A Two-Part Machine Learning Approach to Characterizing Network Interference in A/B Testing
Yuan Yuan, Kristen M. Altenburger
TL;DR
This work tackles the bias and variance challenges caused by network interference in A/B testing by proposing a two-part machine learning framework that automates exposure mapping. It combines causal network motifs (g) to form motif representations and a clustering-based mapper (h) to define exposure regions, enabling robust estimation of average potential outcomes and the global average treatment effect with Horvitz–Thompson or Hájek estimators. The method is validated through synthetic Watts-Strogatz and Slashdot networks and a large-scale Instagram A/B test, showing reduced bias and improved inference relative to traditional design-based and exposure-mapping approaches. Practically, the approach offers a scalable, interpretable, and automated tool for practitioners to diagnose interference patterns, inform experiment design, and improve decision-making in marketing and product optimization.
Abstract
The reliability of controlled experiments, commonly referred to as "A/B tests," is often compromised by network interference, where the outcomes of individual units are influenced by interactions with others. Significant challenges in this domain include the lack of accounting for complex social network structures and the difficulty in suitably characterizing network interference.
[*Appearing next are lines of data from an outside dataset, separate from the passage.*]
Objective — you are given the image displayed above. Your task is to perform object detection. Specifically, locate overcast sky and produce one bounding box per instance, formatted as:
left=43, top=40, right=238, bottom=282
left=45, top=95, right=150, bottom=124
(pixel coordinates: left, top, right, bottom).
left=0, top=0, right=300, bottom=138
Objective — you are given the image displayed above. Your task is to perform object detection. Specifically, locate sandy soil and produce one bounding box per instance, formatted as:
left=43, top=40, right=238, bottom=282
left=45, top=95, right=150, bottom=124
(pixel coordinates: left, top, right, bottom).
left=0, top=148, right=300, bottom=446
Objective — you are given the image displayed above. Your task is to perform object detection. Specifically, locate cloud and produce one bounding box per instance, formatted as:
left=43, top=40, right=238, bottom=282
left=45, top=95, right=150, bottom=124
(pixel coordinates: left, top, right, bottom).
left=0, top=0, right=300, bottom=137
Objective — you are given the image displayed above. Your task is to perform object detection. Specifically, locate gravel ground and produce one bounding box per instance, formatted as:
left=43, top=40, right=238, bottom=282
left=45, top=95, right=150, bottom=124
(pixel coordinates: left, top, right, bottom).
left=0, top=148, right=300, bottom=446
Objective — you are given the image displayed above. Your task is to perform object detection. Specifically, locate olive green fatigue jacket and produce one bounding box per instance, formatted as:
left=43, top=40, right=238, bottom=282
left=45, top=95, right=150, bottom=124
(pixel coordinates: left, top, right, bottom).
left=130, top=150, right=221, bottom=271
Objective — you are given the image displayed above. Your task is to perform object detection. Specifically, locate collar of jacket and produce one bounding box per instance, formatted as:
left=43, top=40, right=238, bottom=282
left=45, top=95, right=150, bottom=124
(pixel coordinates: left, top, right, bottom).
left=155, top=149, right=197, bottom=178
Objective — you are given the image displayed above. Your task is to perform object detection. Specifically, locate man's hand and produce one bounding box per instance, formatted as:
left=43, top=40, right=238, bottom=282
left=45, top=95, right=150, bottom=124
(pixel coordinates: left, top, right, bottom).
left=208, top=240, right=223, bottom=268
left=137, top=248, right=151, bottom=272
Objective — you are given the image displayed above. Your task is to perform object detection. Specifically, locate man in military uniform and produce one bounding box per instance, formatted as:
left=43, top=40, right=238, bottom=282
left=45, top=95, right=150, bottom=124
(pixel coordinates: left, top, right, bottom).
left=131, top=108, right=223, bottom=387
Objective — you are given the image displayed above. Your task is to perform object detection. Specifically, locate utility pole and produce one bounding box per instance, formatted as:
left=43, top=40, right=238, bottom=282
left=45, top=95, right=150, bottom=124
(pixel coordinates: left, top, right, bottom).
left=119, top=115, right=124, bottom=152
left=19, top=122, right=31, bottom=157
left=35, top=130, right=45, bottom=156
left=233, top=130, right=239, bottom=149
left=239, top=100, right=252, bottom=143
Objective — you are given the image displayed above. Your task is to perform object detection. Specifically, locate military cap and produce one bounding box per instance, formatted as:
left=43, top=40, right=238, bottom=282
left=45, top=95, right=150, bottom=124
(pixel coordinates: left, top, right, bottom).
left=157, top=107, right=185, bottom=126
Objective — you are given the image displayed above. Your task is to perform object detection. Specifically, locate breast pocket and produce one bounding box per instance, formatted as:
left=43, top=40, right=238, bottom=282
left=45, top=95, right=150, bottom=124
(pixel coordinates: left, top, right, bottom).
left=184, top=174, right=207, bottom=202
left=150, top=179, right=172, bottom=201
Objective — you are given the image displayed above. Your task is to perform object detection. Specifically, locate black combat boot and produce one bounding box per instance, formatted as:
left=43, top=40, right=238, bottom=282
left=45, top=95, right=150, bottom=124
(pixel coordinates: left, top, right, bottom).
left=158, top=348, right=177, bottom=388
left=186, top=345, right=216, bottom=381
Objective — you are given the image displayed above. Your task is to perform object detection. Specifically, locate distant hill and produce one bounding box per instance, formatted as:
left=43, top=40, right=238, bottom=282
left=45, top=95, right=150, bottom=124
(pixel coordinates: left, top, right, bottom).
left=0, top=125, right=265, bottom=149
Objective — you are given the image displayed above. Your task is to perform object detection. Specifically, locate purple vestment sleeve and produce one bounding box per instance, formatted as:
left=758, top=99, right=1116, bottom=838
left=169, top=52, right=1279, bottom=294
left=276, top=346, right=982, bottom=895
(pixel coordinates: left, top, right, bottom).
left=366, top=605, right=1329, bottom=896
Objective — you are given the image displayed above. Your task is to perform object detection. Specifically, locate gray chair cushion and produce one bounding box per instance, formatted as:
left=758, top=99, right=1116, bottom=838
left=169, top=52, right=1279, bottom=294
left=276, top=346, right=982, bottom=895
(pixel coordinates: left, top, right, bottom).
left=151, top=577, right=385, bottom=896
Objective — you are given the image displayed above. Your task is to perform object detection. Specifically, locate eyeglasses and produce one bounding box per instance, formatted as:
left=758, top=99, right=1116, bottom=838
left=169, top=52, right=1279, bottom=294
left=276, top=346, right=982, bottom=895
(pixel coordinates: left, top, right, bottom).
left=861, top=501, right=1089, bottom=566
To address these challenges, we propose a machine learning-based method. We introduce "causal network motifs" and utilize transparent machine learning models to characterize network interference patterns underlying an A/B test on networks. Our method's performance has been demonstrated through simulations on both a synthetic experiment and a large-scale test on Instagram. Our experiments show that our approach outperforms conventional methods such as design-based cluster randomization and conventional analysis-based neighborhood exposure mapping. Our approach provides a comprehensive and automated solution to address network interference for A/B testing practitioners. This aids in informing strategic business decisions in areas such as marketing effectiveness and product customization.